I see her as having a tad more depth than that.
You lack basic comprehension of her warning, and her research. You are way too shallow, here, and have overlooked the depth of the AGW threat as well as Raymo's explication of the situation as she sees it.

sculptor said:
If I remember, the team made no temperature claims, just noted the rapid sea level rise, which was most likely due to catastrophic ice sheet collapse
Exactly. So why did you? And why did you then attempt to support it by misusing the reputation of a respectable scientist like Raymo?
sculptor said:
The warming part was inferred.
The only people attempting to use a natural, extraordinarily rapid sea level rise to infer a matching natural, extraordinarily rapid atmospheric temperature boost otherwise invisible in the paleontological record are you and your corrupt, lying, and repeatedly exposed political sources. And invoking Raymo in support of that crapola is unethical.
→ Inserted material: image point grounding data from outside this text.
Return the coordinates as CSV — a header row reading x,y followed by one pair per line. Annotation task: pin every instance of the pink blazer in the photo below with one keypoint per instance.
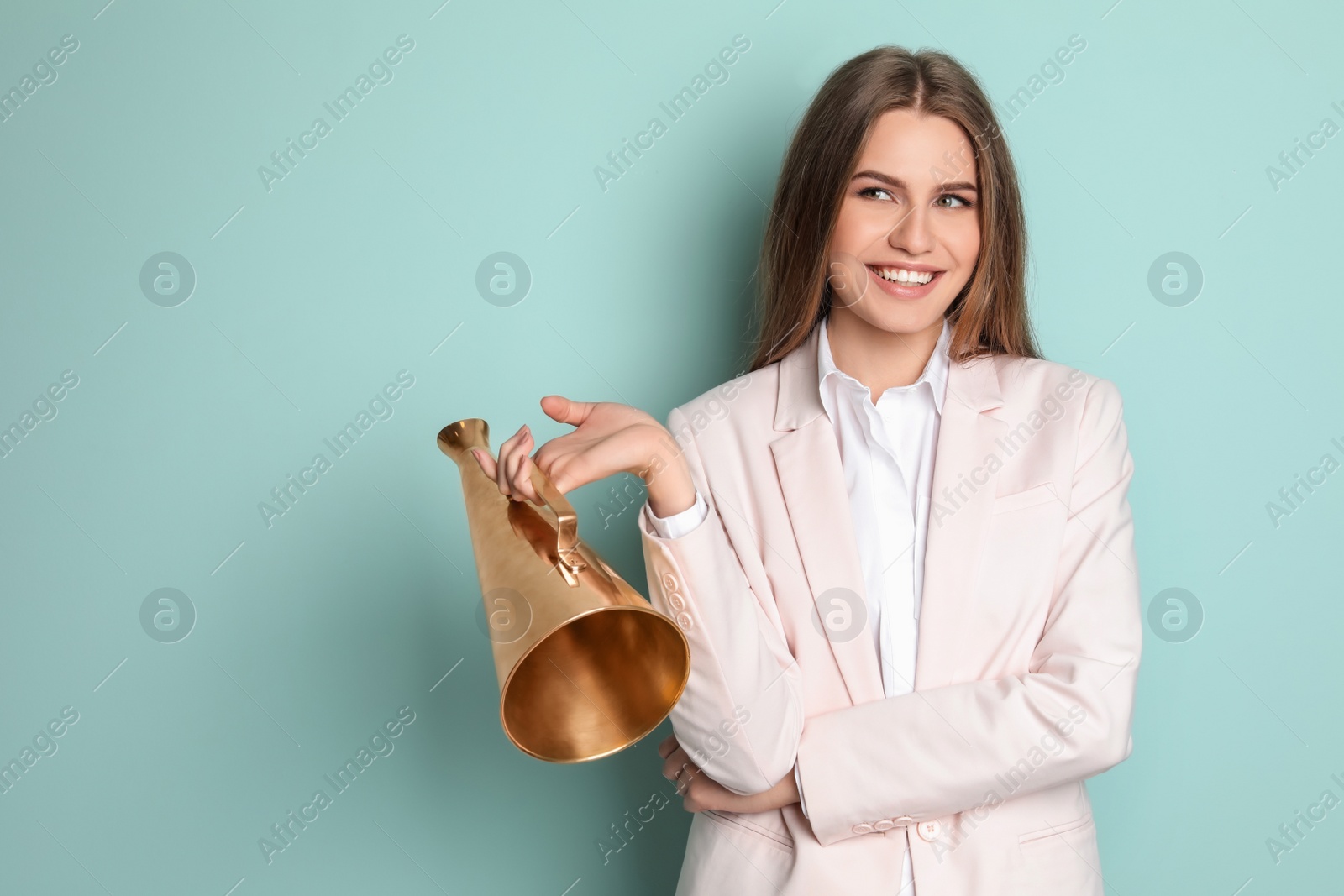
x,y
1030,640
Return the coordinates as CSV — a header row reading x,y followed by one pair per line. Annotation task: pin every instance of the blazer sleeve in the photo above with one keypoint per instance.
x,y
947,750
741,714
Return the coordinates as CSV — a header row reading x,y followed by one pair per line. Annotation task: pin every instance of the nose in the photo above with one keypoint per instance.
x,y
913,234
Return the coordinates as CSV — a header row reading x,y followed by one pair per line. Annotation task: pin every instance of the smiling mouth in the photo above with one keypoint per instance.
x,y
904,277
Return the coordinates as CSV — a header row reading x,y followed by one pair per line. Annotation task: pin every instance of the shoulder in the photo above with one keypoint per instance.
x,y
1041,391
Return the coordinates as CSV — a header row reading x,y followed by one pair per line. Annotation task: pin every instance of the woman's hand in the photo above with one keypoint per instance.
x,y
609,438
699,792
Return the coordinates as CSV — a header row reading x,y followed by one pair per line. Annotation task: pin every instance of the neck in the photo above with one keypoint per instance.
x,y
877,358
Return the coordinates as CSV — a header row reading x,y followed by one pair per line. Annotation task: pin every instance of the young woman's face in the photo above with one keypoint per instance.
x,y
909,230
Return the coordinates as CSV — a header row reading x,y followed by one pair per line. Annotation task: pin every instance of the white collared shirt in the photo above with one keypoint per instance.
x,y
886,452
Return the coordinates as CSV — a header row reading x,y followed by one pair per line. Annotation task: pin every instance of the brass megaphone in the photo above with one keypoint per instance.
x,y
586,665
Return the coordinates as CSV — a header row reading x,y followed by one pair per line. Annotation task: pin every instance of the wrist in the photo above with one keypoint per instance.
x,y
667,477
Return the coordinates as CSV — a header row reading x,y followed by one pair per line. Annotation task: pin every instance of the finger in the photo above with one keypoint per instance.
x,y
486,463
674,763
507,450
519,470
566,411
She has been nothing but clear and explicit: the current warming trend is not natural - her term: "not natural".

sculptor said:
I think that she made that symphony comment at the end of what I quoted from her talk for a reason.
It bespeaks shunning single causation answers.
It bespeaks including all factors, and paying attention to their influences. The deniers - and you are one of them - are attempting to exclude the single factor of anthropogenic CO2 boosting from your analysis. The people who include it and work out its influences, the entire body of reputable scientific researchers in the field, are like Raymo running around trying to warn you guys that you are setting up a strong likelihood of disaster: the money isn't worth it.

"sculptor said:
meanwhile, in their audit of the ipcc, the aps has some interesting questions for the ipcc

Some of The American Physical Society’s audit questions:

The temperature stasis - - -

While the Global Mean Surface Temperature (GMST) rose strongly from 1980-98, it has shown no significant rise for the past 15 years
Not to be presumptuous, but I have a question for the APC: why did they pick the freak year of 1998 to base their entire analysis on? Because if they had picked any other year, most of their questions would have to be modified considerably.

And another: is the APC familiar with the book "How To Lie With Statistics" ? Just asking.